Prices paid to U.S. producers fell in April as a sharp drop in food costs more than offset rising energy prices, the government said on Friday in a report that showed wholesale prices well-contained.

The Producer Price Index, a closely watched wholesale inflation gauge, fell 0.2 percent last month after a 1.0 percent surge in March, the Labor Department said.

Stripping out volatile food and energy prices, the so-called core PPI rose 0.1 percent in April, matching the increase posted a month earlier.

U.S. economists in a Reuters survey had forecast a 0.4 percent increase in overall producer prices and a 0.2 percent gain in the core index, but markets showed little reaction to the unexpected April decline.

Economists said there seemed little imminent threat from price pressures and that the report added weight to the view that the Federal Reserve will hang fire for some time before beginning to reverse some of the 11 interest rate cuts it made last year.

"This is a very favorable report," said Richard DeKaser, chief economist at National City Corp. in Cleveland. "In the context of what we've seen in the recent past, the Fed is right to say that inflation has been quiescent. It gives them more latitude to forestall an inevitable rate hike,"

A 3.2 percent drop in food costs, where widespread decreases were led by a record plunge in vegetable prices, swamped the impact of a 2.5 percent rise in energy prices and led to the first drop in the PPI since December.

Over the 12 months ended in April, producer prices have fallen 2.0 percent, but many economists see that downward trend reversing as the economy recovers.

Further back in the production pipeline, prices moved higher last month.

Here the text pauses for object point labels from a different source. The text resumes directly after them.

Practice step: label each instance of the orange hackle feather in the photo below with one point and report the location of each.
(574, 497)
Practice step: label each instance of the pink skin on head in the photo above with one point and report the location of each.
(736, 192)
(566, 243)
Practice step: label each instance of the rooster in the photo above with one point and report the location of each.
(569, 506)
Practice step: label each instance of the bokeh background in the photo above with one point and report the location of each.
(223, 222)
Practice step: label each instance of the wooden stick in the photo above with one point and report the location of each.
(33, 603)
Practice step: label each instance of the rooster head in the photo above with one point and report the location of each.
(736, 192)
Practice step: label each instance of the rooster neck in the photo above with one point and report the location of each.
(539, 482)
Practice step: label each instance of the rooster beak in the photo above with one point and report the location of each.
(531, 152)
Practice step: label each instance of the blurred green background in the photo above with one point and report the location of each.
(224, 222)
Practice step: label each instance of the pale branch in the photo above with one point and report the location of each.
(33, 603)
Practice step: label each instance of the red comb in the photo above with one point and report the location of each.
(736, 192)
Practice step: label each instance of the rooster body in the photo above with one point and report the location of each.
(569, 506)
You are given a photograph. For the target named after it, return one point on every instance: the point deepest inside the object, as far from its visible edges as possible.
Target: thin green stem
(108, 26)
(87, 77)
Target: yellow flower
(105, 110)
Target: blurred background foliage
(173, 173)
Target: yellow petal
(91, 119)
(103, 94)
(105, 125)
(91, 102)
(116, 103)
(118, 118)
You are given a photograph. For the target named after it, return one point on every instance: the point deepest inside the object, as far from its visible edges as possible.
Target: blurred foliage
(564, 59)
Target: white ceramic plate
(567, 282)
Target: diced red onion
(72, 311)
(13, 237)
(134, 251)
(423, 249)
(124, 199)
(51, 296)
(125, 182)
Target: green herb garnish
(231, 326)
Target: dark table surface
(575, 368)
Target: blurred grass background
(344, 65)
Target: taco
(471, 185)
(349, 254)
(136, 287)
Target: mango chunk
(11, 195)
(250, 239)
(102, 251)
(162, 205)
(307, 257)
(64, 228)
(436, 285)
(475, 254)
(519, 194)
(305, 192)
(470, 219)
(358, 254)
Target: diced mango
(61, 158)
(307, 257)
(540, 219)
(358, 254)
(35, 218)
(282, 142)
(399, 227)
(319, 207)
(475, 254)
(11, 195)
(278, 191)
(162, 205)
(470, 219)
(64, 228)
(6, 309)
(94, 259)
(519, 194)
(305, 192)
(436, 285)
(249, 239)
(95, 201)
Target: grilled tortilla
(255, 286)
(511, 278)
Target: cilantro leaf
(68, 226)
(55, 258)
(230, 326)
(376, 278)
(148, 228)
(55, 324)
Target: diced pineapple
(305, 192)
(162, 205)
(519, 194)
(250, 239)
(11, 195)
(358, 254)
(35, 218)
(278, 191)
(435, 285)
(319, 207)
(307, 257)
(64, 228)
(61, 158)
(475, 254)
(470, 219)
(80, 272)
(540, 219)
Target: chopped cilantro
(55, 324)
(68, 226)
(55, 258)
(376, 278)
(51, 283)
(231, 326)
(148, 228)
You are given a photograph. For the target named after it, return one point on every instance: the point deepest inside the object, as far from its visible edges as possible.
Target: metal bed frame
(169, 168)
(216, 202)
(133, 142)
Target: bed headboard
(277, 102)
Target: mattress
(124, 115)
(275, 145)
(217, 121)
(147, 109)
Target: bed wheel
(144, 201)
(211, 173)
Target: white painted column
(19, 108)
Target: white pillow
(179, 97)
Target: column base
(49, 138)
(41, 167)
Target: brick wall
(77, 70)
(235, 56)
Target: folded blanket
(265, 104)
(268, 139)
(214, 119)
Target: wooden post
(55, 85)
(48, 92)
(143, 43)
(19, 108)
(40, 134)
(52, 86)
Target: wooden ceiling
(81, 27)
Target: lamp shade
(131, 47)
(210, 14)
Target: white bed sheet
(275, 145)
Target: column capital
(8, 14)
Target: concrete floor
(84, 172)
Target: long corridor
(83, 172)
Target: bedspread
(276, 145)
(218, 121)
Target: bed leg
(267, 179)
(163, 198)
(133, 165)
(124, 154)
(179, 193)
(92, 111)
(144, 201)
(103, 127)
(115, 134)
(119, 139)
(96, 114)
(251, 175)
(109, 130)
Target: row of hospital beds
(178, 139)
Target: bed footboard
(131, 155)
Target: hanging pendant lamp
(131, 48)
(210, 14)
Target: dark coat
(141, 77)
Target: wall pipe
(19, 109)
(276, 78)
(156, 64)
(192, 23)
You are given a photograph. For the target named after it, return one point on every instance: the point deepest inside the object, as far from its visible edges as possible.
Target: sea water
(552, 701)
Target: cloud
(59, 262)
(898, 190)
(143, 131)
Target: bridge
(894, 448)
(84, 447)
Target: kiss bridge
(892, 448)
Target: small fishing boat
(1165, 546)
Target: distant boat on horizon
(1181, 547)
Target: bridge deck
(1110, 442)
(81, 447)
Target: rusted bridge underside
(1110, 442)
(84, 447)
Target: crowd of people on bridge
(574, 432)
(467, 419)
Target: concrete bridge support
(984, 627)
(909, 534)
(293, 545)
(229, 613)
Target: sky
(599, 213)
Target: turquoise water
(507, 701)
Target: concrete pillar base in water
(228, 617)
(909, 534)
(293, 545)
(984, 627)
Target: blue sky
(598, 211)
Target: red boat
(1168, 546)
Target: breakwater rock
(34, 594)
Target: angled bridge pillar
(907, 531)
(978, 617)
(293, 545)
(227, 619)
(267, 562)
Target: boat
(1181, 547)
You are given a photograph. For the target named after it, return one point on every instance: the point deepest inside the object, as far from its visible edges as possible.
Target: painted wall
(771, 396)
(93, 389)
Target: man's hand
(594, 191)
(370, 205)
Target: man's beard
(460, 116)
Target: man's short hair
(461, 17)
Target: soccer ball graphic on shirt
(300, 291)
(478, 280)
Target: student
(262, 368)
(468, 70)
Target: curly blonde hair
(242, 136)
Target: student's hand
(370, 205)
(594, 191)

Intermediate goods prices rose 0.9 percent on the back of higher energy costs, and the core intermediate index was up 0.2 percent.

Prices at the crude goods level rose 5.5 percent, in part due to rising energy prices. But even excluding food and energy costs, crude goods prices shot up 3.6 percent, their biggest rise since a 4.6 percent increase in June 1979.

While economists say those prices bear watching, a sharp 8.6 percent rise in first-quarter U.S. business productivity — or output per hour — should help keep any bubbling price pressures from spilling over into consumer prices.

The department is scheduled to release the Consumer Price Index for April next Wednesday. Economists look for a rise of 0.4 percent overall and 0.2 percent excluding food and energy.

With retail prices under wraps, Fed policymakers decided to hold interest rates steady when they met on Tuesday, saying the outlook for growth in consumer and business demand was uncertain.

U.S. gross domestic product jumped 5.8 percent in the first quarter of 2002, but that rise was largely because companies did not cut inventories as sharply as they had in the fourth quarter.